Regional versions of BBC One are already available in HD on Sky’s Glass online platform, Virgin Media (cable and internet delivered Virgin Media Stream) and BT TV, albeit in some regions this upscaled to HD. The target confirms the in intention to roll out BBC One HD to all regions on satellite and terrestrial based platforms, including Sky, Freesat, Freeview, and Youview.
This work will involve splitting the terrestrial (Freeview/Youview) multiplex PSB3 (also known as BBC B) into further regions, to allow each version of BBC One to broadcast terrestrially. This will also allow ITV to show all of their local regions in HD on Freeview, and will end the need for the red screen on BBC One HD advising viewers to switch back to the standard definition version.

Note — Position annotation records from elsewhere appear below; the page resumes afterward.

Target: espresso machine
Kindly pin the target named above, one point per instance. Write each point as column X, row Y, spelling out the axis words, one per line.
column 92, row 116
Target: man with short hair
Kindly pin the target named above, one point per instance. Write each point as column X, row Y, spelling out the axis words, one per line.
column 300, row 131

Another part of the work required will see additional BBC One HD streams added on satellite, as each version of the channel needs a separate stream to broadcast, with the Sky or Freesat receiver selecting the relevant version of the area the viewer is located in. HD versions of BBC Two Northern Ireland, BBC ALBA and BBC Parliament are also on their way.

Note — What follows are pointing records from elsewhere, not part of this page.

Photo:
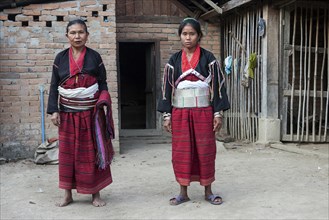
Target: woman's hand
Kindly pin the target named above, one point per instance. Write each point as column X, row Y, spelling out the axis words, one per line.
column 55, row 119
column 167, row 125
column 218, row 122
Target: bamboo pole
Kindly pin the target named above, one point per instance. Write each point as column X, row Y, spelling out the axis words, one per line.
column 309, row 74
column 247, row 115
column 252, row 45
column 315, row 73
column 300, row 73
column 293, row 75
column 322, row 71
column 236, row 74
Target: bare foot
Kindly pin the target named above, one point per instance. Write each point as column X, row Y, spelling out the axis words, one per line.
column 65, row 202
column 97, row 201
column 67, row 199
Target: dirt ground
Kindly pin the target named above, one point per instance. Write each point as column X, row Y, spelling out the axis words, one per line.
column 255, row 181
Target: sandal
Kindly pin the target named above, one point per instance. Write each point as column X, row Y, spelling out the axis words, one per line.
column 213, row 199
column 177, row 200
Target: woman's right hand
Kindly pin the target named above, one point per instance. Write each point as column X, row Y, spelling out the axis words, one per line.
column 167, row 125
column 55, row 118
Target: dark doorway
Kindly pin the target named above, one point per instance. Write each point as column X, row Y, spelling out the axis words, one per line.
column 137, row 85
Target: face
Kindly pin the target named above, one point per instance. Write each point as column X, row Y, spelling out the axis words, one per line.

Due to bandwidth restrictions, the BBC is understood to be planning to phase all satellite services from the DVB-S broadcast standard to DVB-S2. DVB-S2 is more efficient, but this will mean that users of older non-HD equipment will eventually lose access to BBC services, if they choose not to upgrade equipment. One benefit from this is that there will no longer be a need for standard and high definition duplicates on each channel. This will also affect BBC radio services broadcast on satellite, as these utilise leftover space not large enough for TV broadcasts.
More details will be published on this website as the plans develop.